There is increased focus on “Transparency and Protection of Fundamental Rights” and the provisional agreement mandates a fundamental rights impact assessment before deploying high-risk AI systems. It also increases transparency in the use of these systems, requiring public entities using high-risk AI to register in the EU database for high-risk AI systems. It introduces an obligation for users of emotion recognition systems to inform people when they are subject to such technology.
A new provision has been added for “General-Purpose AI Systems and Foundation Models” that can be adaptable for various uses and capable of performing diverse tasks like generating text, video, and images, or interacting in natural language, or generating code. These must comply with transparency obligations before they are placed in the market. A stricter regime was introduced for ‘high impact’ foundation models defined as those trained with large amounts of data and with advanced complexity, capabilities, and performance well above the average, which can disseminate systemic risks along the value chain.

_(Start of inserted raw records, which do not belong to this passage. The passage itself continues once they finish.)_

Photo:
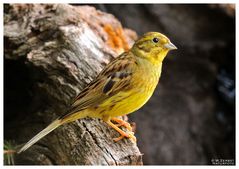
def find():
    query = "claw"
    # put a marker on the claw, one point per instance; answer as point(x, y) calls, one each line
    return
point(122, 123)
point(121, 132)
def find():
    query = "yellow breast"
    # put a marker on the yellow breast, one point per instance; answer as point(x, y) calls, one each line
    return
point(143, 85)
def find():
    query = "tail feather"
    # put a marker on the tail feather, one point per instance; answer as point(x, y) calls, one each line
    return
point(40, 135)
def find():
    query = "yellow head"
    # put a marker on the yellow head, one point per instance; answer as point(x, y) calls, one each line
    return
point(153, 46)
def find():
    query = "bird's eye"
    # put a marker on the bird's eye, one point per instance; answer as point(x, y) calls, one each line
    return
point(155, 40)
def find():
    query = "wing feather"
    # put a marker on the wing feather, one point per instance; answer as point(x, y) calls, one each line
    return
point(115, 77)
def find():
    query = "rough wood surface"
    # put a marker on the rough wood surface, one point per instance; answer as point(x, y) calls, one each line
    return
point(62, 48)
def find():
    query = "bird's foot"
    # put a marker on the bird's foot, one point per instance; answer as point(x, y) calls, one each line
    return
point(122, 123)
point(122, 133)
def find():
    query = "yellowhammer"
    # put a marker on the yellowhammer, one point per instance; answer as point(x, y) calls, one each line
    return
point(122, 87)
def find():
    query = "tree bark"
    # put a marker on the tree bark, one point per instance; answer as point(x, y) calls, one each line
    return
point(61, 48)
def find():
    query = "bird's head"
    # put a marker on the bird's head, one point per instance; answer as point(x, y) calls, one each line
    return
point(153, 46)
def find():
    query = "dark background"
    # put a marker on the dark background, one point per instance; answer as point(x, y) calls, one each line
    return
point(191, 117)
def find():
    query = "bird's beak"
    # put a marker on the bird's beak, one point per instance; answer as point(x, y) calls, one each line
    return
point(170, 46)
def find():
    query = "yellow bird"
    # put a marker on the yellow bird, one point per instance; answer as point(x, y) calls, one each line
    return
point(122, 87)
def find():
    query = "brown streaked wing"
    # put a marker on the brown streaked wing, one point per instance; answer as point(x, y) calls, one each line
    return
point(115, 77)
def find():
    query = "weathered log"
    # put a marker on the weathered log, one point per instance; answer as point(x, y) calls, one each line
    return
point(63, 48)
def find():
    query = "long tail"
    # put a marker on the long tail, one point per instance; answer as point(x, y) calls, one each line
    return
point(40, 135)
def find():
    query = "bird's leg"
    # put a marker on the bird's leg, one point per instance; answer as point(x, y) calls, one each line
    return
point(121, 132)
point(122, 123)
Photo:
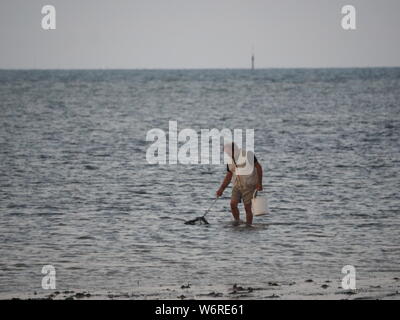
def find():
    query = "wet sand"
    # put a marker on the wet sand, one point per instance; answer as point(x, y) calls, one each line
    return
point(308, 289)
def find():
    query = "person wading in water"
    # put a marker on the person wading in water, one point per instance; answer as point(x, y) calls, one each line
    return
point(246, 173)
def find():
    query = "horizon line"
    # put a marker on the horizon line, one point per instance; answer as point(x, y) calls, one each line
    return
point(194, 69)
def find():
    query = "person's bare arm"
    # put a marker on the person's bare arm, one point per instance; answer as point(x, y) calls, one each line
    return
point(259, 173)
point(225, 183)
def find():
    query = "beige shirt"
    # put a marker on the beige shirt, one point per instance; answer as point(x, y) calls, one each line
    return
point(244, 172)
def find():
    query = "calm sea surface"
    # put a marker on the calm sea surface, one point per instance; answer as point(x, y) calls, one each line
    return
point(76, 191)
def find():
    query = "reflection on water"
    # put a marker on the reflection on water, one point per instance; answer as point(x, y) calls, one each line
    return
point(77, 193)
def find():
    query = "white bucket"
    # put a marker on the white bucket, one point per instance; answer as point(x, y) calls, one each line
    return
point(259, 204)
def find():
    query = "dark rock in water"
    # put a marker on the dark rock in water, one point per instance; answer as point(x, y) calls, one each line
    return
point(273, 284)
point(350, 292)
point(198, 220)
point(81, 295)
point(90, 167)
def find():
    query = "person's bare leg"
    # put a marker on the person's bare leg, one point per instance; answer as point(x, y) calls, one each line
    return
point(249, 214)
point(235, 210)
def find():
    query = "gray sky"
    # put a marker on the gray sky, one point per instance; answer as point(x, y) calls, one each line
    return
point(198, 34)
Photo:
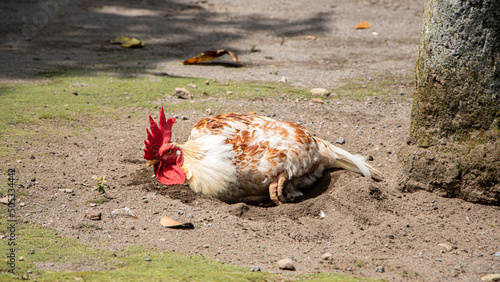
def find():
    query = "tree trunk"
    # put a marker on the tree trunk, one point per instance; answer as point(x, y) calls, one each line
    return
point(454, 146)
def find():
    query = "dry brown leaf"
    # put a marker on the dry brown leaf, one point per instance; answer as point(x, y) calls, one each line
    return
point(362, 25)
point(170, 223)
point(210, 55)
point(123, 211)
point(5, 200)
point(317, 100)
point(127, 42)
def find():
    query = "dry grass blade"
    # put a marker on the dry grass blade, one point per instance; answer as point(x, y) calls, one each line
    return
point(170, 223)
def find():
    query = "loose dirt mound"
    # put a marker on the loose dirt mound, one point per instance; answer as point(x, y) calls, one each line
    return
point(366, 224)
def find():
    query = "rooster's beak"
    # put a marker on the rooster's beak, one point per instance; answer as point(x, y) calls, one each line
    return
point(152, 162)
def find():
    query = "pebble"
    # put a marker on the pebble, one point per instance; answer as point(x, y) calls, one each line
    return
point(446, 246)
point(327, 256)
point(491, 277)
point(286, 264)
point(183, 93)
point(255, 269)
point(319, 92)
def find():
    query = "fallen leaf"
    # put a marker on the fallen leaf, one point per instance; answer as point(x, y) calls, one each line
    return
point(210, 55)
point(5, 200)
point(362, 25)
point(123, 211)
point(127, 42)
point(170, 223)
point(317, 100)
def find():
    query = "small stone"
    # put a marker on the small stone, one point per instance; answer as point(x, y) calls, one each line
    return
point(446, 246)
point(319, 92)
point(93, 215)
point(286, 264)
point(491, 277)
point(255, 269)
point(327, 256)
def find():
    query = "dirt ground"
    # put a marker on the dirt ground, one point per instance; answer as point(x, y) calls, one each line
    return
point(367, 224)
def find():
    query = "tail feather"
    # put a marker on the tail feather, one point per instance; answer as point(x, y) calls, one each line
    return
point(335, 157)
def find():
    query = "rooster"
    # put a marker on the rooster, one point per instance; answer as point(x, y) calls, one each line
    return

A “New Governance Architecture” is introduced and includes an AI Office within the Commission to oversee advanced AI models, enforce EU-wide rules, and foster standards and testing practices. A Scientific Panel of independent experts will advise this office on GPAI models, evaluating foundation models, and identifying high-impact models and potential safety risks. The AI Board, with representatives from member states, will coordinate and advise on regulation implementation and develop practice codes for foundation models. Additionally, an Advisory Forum will be established for stakeholders like industry representatives, academia, civil society, SMEs, and startups to provide technical expertise to the AI Board.
“Penalties” for violating the AI Act include fines based on a percentage of a company's global annual turnover or a set amount, whichever is higher. Fines are €35 million or 7% for banned AI application violations, €15 million or 3% for other obligation breaches, and €7.5 million or 1.5% for providing incorrect information. The agreement allows for lower fines for SMEs and startups. Moreover, individuals or entities can file complaints about non-compliance to the market surveillance authority, which will follow specific procedures to address these complaints.
The new compromise agreement includes “Measures in Support of Innovation” with an intent to create an innovation-friendly legal framework that promotes evidence-based regulatory learning. It includes AI regulatory sandboxes for controlled development, testing, and validation of innovative AI systems, with provisions for real-world testing under certain conditions and safeguards. To reduce the administrative burden for smaller companies, the provisional agreement includes a list of actions to be undertaken to support such operators and provides for some limited and specified exemptions.
Together with the White House Executive Order on the Safe, Secure, and Trustworthy Development and Use of Artificial Intelligence from October 30, we now have two substantial bodies of proposed regulation to establish safeguards for the use of Artificial Intelligence. As I mentioned in my recent article about the race for AI innovation, the industry is proceeding full steam ahead and it looks like the regulators are also making progress.
This is good news since we want progress, fairness, and safety.